AKP yeni jenerasyona musallat oluyor

AKP’nin topluma giydirmeye çalıştığı deli gömleği her an herhangi bir yerinden yırtılabiliyor. Bunun son örneği sırasıyla İstanbul Erkek, Galatasaray ve Cağaloğlu Anadolu liseleri öğrencilerinin yiğitçe ortaya koydukları tavır oldu.

Dinci-faşizan mengeneye girmeye, gençliğin çoğu razı değil. Buna elbette lise gençliği de dâhil. Gezi ile billurlaşan politizasyon liselileri de etkiledi, etkiliyor.
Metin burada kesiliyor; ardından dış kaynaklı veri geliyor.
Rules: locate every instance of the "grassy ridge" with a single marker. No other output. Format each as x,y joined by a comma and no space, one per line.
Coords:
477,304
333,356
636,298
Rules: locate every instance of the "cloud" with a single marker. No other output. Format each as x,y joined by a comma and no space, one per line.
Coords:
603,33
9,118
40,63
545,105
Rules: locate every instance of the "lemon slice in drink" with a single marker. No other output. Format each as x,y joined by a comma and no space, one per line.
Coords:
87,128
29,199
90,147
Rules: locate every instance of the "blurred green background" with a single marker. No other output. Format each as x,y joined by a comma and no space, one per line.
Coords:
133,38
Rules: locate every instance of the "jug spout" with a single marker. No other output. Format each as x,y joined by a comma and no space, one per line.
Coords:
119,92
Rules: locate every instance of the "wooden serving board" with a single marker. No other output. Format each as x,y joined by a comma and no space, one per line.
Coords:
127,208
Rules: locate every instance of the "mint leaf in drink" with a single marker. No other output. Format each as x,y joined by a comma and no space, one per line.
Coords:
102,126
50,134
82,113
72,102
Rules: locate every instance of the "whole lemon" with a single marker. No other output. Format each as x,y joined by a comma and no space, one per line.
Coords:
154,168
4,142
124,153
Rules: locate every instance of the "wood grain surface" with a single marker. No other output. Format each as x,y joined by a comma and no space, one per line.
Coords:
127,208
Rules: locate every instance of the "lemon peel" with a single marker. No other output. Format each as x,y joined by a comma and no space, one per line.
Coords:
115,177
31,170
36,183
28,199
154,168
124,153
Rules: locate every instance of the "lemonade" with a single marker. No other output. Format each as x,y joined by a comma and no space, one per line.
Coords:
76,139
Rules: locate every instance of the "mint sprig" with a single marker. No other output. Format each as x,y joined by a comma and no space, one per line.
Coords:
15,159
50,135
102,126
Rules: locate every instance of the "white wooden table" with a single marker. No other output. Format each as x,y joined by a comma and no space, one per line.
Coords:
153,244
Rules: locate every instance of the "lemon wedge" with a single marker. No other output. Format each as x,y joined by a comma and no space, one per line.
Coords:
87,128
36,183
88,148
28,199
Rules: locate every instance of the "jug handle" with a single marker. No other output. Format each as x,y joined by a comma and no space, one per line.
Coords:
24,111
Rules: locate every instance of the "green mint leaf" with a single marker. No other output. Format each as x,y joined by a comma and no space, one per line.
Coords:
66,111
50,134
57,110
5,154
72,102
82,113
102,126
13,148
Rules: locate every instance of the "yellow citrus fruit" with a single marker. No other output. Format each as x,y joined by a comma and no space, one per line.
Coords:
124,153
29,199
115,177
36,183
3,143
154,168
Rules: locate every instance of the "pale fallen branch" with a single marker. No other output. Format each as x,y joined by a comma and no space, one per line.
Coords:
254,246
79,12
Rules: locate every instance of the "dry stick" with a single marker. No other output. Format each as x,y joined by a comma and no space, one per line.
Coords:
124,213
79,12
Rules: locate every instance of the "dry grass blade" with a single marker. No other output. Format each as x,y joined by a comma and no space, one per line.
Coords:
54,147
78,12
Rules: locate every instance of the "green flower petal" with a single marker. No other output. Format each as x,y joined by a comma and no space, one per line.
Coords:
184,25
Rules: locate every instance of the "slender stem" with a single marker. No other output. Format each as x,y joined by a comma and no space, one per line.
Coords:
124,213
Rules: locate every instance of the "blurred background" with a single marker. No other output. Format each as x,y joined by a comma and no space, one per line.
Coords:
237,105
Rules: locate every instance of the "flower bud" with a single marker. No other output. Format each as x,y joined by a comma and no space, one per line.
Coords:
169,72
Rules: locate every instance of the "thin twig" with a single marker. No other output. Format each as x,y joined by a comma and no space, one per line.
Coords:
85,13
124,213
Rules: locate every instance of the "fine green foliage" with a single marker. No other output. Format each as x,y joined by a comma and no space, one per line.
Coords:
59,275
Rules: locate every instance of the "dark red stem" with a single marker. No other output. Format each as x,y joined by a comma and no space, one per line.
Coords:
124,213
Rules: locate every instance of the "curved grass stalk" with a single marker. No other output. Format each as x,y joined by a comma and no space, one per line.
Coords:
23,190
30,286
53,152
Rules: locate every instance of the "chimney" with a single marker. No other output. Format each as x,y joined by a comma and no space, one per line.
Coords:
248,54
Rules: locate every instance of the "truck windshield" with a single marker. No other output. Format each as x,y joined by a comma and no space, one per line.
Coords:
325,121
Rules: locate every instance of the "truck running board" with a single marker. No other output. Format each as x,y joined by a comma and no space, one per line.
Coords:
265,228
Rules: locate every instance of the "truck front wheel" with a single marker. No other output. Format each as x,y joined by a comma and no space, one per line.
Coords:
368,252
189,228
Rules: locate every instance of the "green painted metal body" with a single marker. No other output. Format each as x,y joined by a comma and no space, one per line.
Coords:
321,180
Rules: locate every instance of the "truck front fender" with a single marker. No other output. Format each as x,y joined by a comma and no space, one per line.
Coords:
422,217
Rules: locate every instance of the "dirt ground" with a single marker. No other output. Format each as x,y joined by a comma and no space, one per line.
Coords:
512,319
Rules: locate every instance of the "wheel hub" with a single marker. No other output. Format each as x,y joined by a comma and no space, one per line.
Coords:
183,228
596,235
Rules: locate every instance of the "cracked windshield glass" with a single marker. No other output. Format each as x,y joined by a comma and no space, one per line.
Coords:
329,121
Mart 2014’te Berkin Elvan’ın cenazesi için Mecidiyeköy’den Harbiye’ye kadarki bölgeyi kaplayan 200 bin kişilik insan seli içinde liselilerin önemli bir yer tuttuğunu, o gün sokakta olanlar hatırlayacaktır. O gün binlerce kardeşimiz adı konulmamış bir boykotu hayata geçirerek derse girmek yerine Berkin’i uğurlamayı tercih etti.

***

AKP belki 14 yıldır memleketi yönetiyor ama istediği “insan malzemesi”ni yaratmakta zorlanıyor. Gençliğin halinden hiç memnun değiller. Bunun için bir dizi önlemi hayata geçirdiler.

AKP’yi destekleyen tarikat ve cemaatlerin okulları, yurtları, üniversiteleri pıtrak gibi çoğaldı ve devletten muazzam teşvikler alıyorlar.

Kamu kaynaklarının yağmalanmasının en çarpıcı örneğiyse Milli Eğitim Bakanlığı’na ait her türlü imkân ve mekânın TÜRGEV denen şey tarafından kullanılmasına izin veren, masrafları ise Bakanlığa yükleyen protokol.

Bu protokol 1 Kasım seçimlerinden hemen sonra imzalandı. Tabii ülkenin dört bir yanında kamuya ait pek çok bina ve arsanın TÜRGEV’e peşkeş çekilmesi de cabası.

Bir yandan da eğitim sistemi dinselleştiriliyor. 4+4+4 yasası ile imam hatip okulu sayısında patlama yaşandı. Şu anda imam hatiplerin öğrenci sayısı 1 milyon 200 bin.

Türkiye’nin dört bir yanında pek çok lise Ankara’dan verilen bir kararla imam hatibe çevrildi. Bunların bir kısmında öğrenci velileri imam hatipleşmeye karşı isyan hareketleri yürütüyor.

Sözümona “seçmeli” pek çok din dersi ile de imam hatip lisesi olmayan okulların müfredatı dinselleştiriliyor. Bu okulların bir kısmında yavaş yavaş imam hatip “sınıfları” da açılmak isteniyor.

***

Kutuplaşmış bir toplumda destekçi kitlesini ne yaparsa yapsın yüzde 50’nin ötesine taşıyamayan AKP bu yüzden yeni kuşakları kendi tornasından geçirmeyi önemsiyor. Ancak bu konudaki bir handikabı, Türkiye’de nüfus artış hızının yıldan yıla düşmesi ve nüfusun görece yaşlanması (Türkiye’de ortanca yaş 2007’de 28,3 – 2011’de 29,7 – 2014’de 30,7 oldu).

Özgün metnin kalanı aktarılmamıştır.